First New Nuclear Plant in US in 30 years
Hugh Pickens writes "With backing from the White House and congressional leaders, and subsidies like the $500 million in risk insurance from the Department of Energy, the nuclear industry is experiencing a revival in the US. Scientific American reports that this week NRG Energy filed an application for the first new nuclear power plant in the US in thirty years to build two advanced boiling water reactors (ABWR) at its South Texas nuclear power plant site doubling the 2700 megawatts presently generated at the facility. The ABWR, based on technology already operating in Japan, works by using the heat generated by the controlled splitting of uranium atoms in fuel rods to directly boil water into steam to drive turbines producing electricity. Improvements over previous designs include removing water circulation pipes that could rupture and accidentally drain water from the reactor, exposing the fuel rods to a potential meltdown, and fewer pumps to move the water through the system. NRG projects it will spend $6 billion constructing the two new reactors and hopes to have the first unit online by 2014."
It's not instead of. It's in addition to. "Pave Arizona with solar cells" vs "Build new nuclear plants" is a false dichotomy. All of these things are better than oil, especially given the foreign dependencies that entails. So we do several of them in parallel, while we figure out what the best answer is. My hunch is that we will continue to generate electricity from many sources for a long, long time to come. Just as the best approach to renewable energy is not solar, or wind, or hydro, or biofuels, but probably a mix of all of these, the best answer to reducing fossil fuel usage probably includes a mix of alternatives.
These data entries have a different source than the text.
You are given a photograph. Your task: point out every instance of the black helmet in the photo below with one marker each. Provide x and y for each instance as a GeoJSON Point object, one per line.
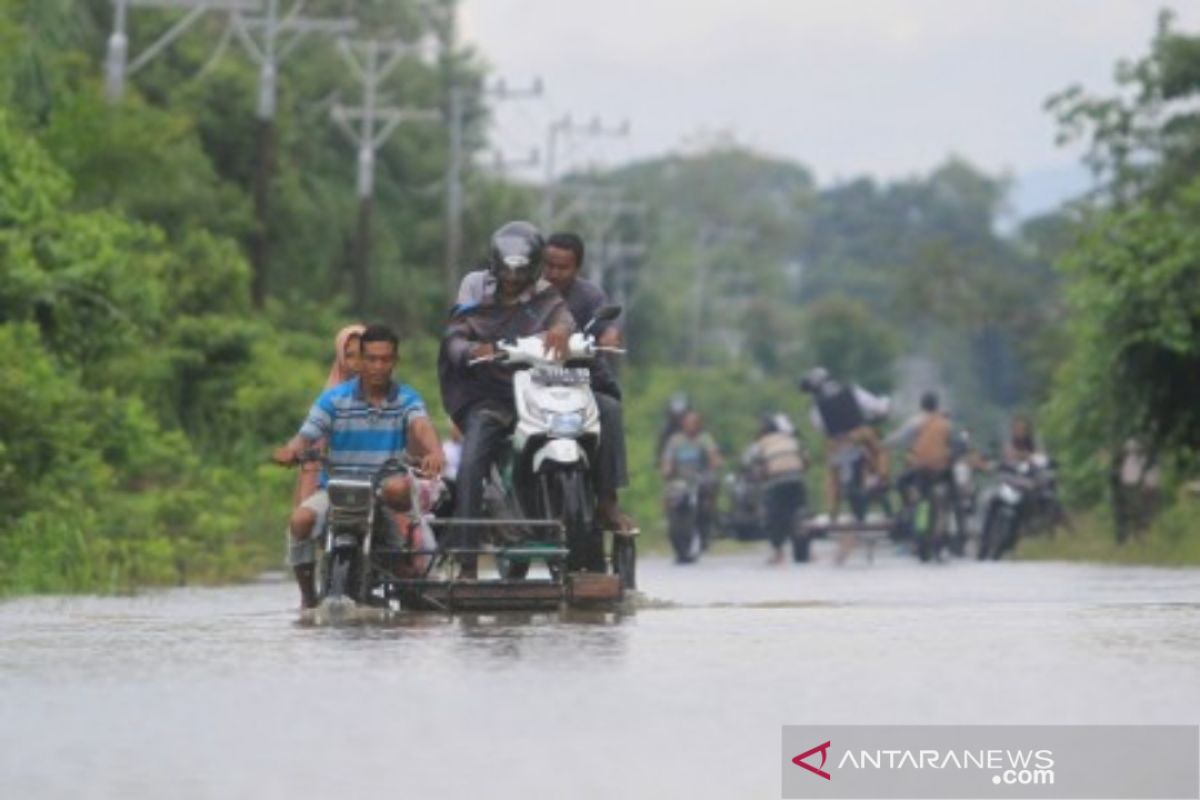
{"type": "Point", "coordinates": [516, 250]}
{"type": "Point", "coordinates": [678, 404]}
{"type": "Point", "coordinates": [775, 422]}
{"type": "Point", "coordinates": [814, 379]}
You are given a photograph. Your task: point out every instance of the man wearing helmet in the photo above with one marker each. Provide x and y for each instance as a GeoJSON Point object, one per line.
{"type": "Point", "coordinates": [479, 400]}
{"type": "Point", "coordinates": [562, 262]}
{"type": "Point", "coordinates": [844, 413]}
{"type": "Point", "coordinates": [777, 461]}
{"type": "Point", "coordinates": [928, 439]}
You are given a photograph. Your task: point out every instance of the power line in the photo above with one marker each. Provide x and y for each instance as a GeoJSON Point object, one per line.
{"type": "Point", "coordinates": [567, 126]}
{"type": "Point", "coordinates": [117, 65]}
{"type": "Point", "coordinates": [268, 42]}
{"type": "Point", "coordinates": [367, 127]}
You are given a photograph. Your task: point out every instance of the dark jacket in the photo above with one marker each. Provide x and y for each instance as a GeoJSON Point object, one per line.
{"type": "Point", "coordinates": [463, 386]}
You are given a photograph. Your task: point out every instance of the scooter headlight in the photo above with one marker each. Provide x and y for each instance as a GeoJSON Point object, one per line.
{"type": "Point", "coordinates": [568, 425]}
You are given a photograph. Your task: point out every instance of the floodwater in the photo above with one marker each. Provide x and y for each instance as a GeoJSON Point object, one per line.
{"type": "Point", "coordinates": [225, 693]}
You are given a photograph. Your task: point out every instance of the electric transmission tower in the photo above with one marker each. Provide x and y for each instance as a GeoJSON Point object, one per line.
{"type": "Point", "coordinates": [567, 126]}
{"type": "Point", "coordinates": [269, 38]}
{"type": "Point", "coordinates": [457, 107]}
{"type": "Point", "coordinates": [369, 126]}
{"type": "Point", "coordinates": [118, 66]}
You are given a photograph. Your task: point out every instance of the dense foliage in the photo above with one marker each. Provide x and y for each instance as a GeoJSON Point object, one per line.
{"type": "Point", "coordinates": [143, 386]}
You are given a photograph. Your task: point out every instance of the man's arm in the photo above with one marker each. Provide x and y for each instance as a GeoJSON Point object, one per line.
{"type": "Point", "coordinates": [473, 288]}
{"type": "Point", "coordinates": [461, 341]}
{"type": "Point", "coordinates": [316, 427]}
{"type": "Point", "coordinates": [906, 433]}
{"type": "Point", "coordinates": [559, 326]}
{"type": "Point", "coordinates": [429, 446]}
{"type": "Point", "coordinates": [714, 452]}
{"type": "Point", "coordinates": [874, 408]}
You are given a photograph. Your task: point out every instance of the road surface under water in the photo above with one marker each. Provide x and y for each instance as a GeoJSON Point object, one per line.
{"type": "Point", "coordinates": [226, 693]}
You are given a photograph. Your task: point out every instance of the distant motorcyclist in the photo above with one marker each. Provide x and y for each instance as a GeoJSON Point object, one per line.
{"type": "Point", "coordinates": [929, 440]}
{"type": "Point", "coordinates": [677, 407]}
{"type": "Point", "coordinates": [1021, 441]}
{"type": "Point", "coordinates": [365, 421]}
{"type": "Point", "coordinates": [691, 455]}
{"type": "Point", "coordinates": [844, 414]}
{"type": "Point", "coordinates": [777, 461]}
{"type": "Point", "coordinates": [562, 260]}
{"type": "Point", "coordinates": [479, 398]}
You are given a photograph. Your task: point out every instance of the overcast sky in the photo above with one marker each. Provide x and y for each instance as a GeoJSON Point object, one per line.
{"type": "Point", "coordinates": [887, 88]}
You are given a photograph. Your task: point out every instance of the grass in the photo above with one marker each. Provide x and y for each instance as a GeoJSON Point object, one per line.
{"type": "Point", "coordinates": [1173, 540]}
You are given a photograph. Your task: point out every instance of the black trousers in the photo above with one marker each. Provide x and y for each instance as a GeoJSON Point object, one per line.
{"type": "Point", "coordinates": [485, 431]}
{"type": "Point", "coordinates": [611, 468]}
{"type": "Point", "coordinates": [781, 500]}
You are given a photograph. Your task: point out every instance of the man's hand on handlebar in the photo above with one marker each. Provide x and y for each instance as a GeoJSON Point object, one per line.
{"type": "Point", "coordinates": [286, 456]}
{"type": "Point", "coordinates": [557, 342]}
{"type": "Point", "coordinates": [481, 350]}
{"type": "Point", "coordinates": [431, 464]}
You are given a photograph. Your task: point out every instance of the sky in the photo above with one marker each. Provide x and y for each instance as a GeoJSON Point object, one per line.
{"type": "Point", "coordinates": [849, 88]}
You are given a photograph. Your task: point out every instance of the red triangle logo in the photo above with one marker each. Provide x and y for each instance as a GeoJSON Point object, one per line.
{"type": "Point", "coordinates": [816, 770]}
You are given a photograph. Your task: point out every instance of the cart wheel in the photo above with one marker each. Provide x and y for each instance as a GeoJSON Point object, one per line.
{"type": "Point", "coordinates": [513, 569]}
{"type": "Point", "coordinates": [624, 560]}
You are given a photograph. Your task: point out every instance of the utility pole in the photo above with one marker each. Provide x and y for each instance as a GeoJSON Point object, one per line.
{"type": "Point", "coordinates": [117, 61]}
{"type": "Point", "coordinates": [567, 126]}
{"type": "Point", "coordinates": [265, 38]}
{"type": "Point", "coordinates": [709, 238]}
{"type": "Point", "coordinates": [367, 127]}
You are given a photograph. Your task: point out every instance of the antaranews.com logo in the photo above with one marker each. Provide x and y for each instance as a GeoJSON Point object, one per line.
{"type": "Point", "coordinates": [991, 762]}
{"type": "Point", "coordinates": [1007, 767]}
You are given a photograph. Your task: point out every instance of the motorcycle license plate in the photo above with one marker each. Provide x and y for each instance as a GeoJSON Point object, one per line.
{"type": "Point", "coordinates": [562, 376]}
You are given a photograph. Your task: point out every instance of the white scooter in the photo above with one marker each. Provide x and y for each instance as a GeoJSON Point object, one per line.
{"type": "Point", "coordinates": [555, 445]}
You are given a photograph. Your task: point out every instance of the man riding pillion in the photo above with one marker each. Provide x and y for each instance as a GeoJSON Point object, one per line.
{"type": "Point", "coordinates": [562, 260]}
{"type": "Point", "coordinates": [366, 421]}
{"type": "Point", "coordinates": [778, 462]}
{"type": "Point", "coordinates": [691, 456]}
{"type": "Point", "coordinates": [928, 437]}
{"type": "Point", "coordinates": [844, 414]}
{"type": "Point", "coordinates": [479, 398]}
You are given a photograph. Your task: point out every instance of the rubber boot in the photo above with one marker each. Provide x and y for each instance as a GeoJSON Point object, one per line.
{"type": "Point", "coordinates": [305, 575]}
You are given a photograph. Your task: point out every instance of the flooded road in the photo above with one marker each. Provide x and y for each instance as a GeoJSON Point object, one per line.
{"type": "Point", "coordinates": [222, 693]}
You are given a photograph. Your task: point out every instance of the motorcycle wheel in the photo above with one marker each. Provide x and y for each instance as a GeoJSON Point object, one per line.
{"type": "Point", "coordinates": [513, 569]}
{"type": "Point", "coordinates": [682, 531]}
{"type": "Point", "coordinates": [995, 536]}
{"type": "Point", "coordinates": [624, 560]}
{"type": "Point", "coordinates": [1012, 531]}
{"type": "Point", "coordinates": [801, 548]}
{"type": "Point", "coordinates": [339, 577]}
{"type": "Point", "coordinates": [585, 541]}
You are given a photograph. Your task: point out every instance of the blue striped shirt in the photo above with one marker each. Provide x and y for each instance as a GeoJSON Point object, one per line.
{"type": "Point", "coordinates": [360, 434]}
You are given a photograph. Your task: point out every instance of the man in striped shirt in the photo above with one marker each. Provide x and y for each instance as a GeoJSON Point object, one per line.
{"type": "Point", "coordinates": [365, 422]}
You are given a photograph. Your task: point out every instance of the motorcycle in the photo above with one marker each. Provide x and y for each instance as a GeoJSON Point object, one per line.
{"type": "Point", "coordinates": [359, 554]}
{"type": "Point", "coordinates": [1023, 491]}
{"type": "Point", "coordinates": [930, 513]}
{"type": "Point", "coordinates": [683, 504]}
{"type": "Point", "coordinates": [745, 516]}
{"type": "Point", "coordinates": [546, 474]}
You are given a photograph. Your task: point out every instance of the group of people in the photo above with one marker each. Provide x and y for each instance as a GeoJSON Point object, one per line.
{"type": "Point", "coordinates": [847, 416]}
{"type": "Point", "coordinates": [365, 417]}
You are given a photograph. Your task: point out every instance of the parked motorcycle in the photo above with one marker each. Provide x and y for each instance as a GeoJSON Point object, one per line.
{"type": "Point", "coordinates": [546, 475]}
{"type": "Point", "coordinates": [1025, 491]}
{"type": "Point", "coordinates": [683, 503]}
{"type": "Point", "coordinates": [359, 552]}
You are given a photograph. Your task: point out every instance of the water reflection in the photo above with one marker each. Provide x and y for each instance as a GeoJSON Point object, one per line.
{"type": "Point", "coordinates": [562, 639]}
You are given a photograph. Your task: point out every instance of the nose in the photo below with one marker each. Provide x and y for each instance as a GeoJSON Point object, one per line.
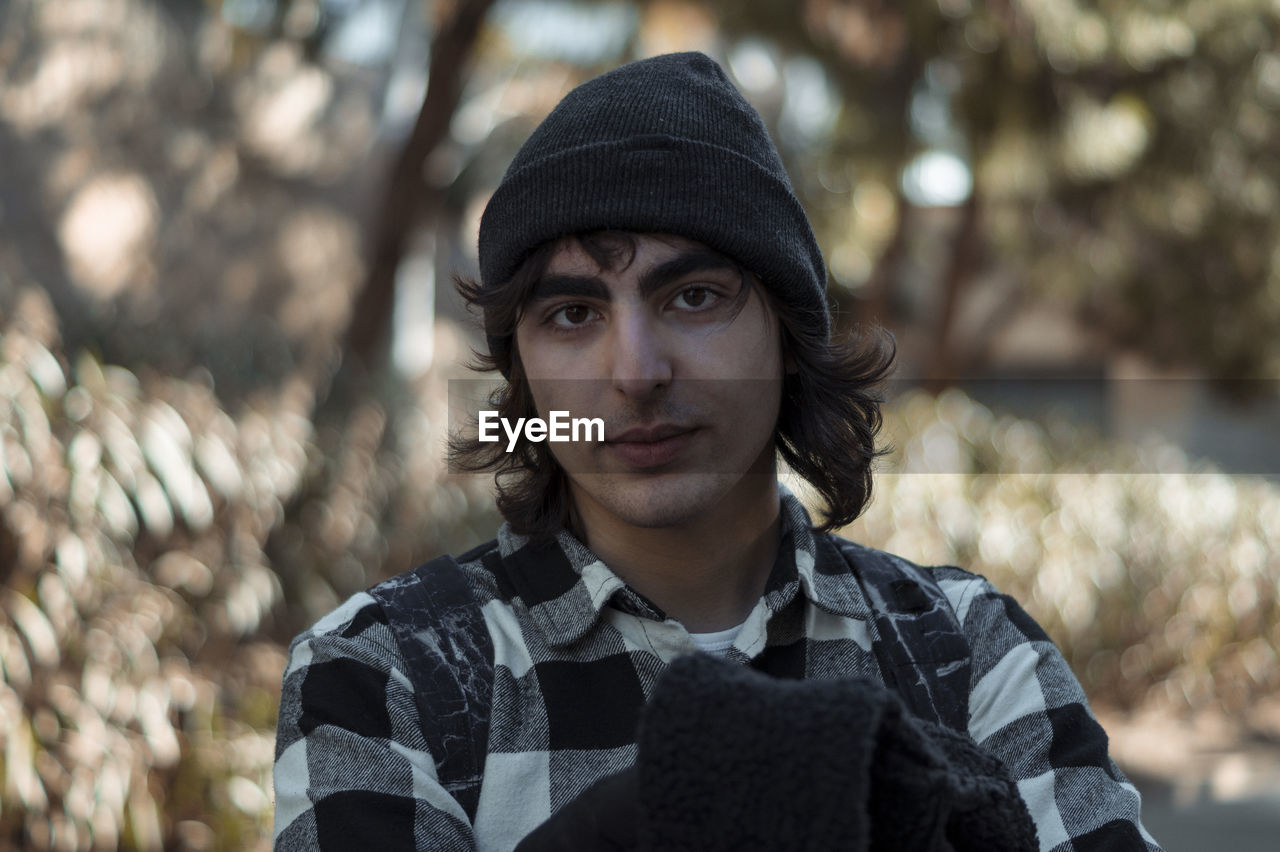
{"type": "Point", "coordinates": [641, 362]}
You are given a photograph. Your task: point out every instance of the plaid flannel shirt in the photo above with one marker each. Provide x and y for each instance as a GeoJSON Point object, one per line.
{"type": "Point", "coordinates": [576, 654]}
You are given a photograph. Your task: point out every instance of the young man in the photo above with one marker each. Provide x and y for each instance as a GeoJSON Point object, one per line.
{"type": "Point", "coordinates": [645, 262]}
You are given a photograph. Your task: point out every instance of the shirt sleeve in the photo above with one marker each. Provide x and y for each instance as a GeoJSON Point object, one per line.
{"type": "Point", "coordinates": [1027, 708]}
{"type": "Point", "coordinates": [352, 769]}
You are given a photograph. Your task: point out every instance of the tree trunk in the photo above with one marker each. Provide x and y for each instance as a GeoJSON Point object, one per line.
{"type": "Point", "coordinates": [407, 195]}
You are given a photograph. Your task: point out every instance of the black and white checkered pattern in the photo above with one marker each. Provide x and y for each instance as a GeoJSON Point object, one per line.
{"type": "Point", "coordinates": [576, 654]}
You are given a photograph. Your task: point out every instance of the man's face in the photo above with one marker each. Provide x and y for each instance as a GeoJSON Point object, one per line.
{"type": "Point", "coordinates": [680, 356]}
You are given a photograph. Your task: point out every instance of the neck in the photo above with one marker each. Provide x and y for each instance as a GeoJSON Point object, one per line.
{"type": "Point", "coordinates": [708, 572]}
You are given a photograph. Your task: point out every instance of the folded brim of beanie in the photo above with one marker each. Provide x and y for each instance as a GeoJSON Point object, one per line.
{"type": "Point", "coordinates": [732, 759]}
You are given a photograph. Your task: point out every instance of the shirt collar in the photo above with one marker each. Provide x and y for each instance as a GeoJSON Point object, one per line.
{"type": "Point", "coordinates": [565, 586]}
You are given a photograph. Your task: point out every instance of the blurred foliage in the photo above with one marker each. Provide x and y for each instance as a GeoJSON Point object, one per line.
{"type": "Point", "coordinates": [142, 626]}
{"type": "Point", "coordinates": [1157, 577]}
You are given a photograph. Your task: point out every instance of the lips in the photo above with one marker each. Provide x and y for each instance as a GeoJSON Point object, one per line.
{"type": "Point", "coordinates": [648, 447]}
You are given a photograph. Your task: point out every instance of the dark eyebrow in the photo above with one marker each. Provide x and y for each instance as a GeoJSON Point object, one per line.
{"type": "Point", "coordinates": [589, 287]}
{"type": "Point", "coordinates": [699, 260]}
{"type": "Point", "coordinates": [574, 285]}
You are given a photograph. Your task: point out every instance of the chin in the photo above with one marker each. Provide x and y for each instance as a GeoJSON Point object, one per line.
{"type": "Point", "coordinates": [653, 502]}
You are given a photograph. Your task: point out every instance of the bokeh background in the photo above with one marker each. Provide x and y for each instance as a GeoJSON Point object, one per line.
{"type": "Point", "coordinates": [228, 230]}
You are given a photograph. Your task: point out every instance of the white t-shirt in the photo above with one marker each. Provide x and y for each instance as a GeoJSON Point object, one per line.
{"type": "Point", "coordinates": [718, 642]}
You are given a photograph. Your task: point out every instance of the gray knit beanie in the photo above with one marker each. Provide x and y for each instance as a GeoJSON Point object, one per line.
{"type": "Point", "coordinates": [663, 145]}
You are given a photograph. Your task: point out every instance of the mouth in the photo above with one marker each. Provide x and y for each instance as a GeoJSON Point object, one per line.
{"type": "Point", "coordinates": [648, 447]}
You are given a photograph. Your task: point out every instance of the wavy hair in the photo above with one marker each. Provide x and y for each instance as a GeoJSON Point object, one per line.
{"type": "Point", "coordinates": [826, 431]}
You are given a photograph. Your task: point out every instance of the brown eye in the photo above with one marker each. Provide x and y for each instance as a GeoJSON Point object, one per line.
{"type": "Point", "coordinates": [694, 296]}
{"type": "Point", "coordinates": [571, 316]}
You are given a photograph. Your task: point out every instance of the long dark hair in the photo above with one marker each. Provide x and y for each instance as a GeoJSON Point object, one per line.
{"type": "Point", "coordinates": [826, 430]}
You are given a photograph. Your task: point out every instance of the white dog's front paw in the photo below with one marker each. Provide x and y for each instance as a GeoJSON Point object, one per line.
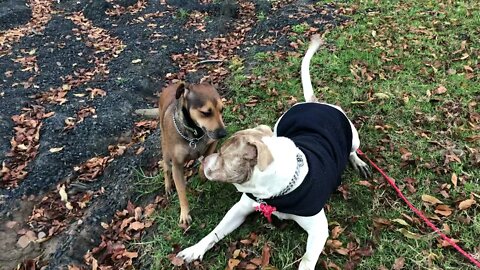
{"type": "Point", "coordinates": [192, 253]}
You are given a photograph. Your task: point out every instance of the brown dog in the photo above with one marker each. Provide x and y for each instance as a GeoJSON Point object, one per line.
{"type": "Point", "coordinates": [190, 123]}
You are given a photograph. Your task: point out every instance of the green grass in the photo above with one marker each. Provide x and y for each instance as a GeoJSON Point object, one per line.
{"type": "Point", "coordinates": [383, 67]}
Maybe one day we will have thermonuclear power plants, the nuclear reactors will be obsolete, and we will have abundant energy. I dunno. Right now, however, there is a shortage of energy. We rely too much on natural gas and petroleum. The exporters of those feel their power and twist the arms of the importers. The money made from gas and oil are insane and they are the foundation of too many of the world's tyrants and lunatics-in-power. Cut their revenue streams and they will suffocate.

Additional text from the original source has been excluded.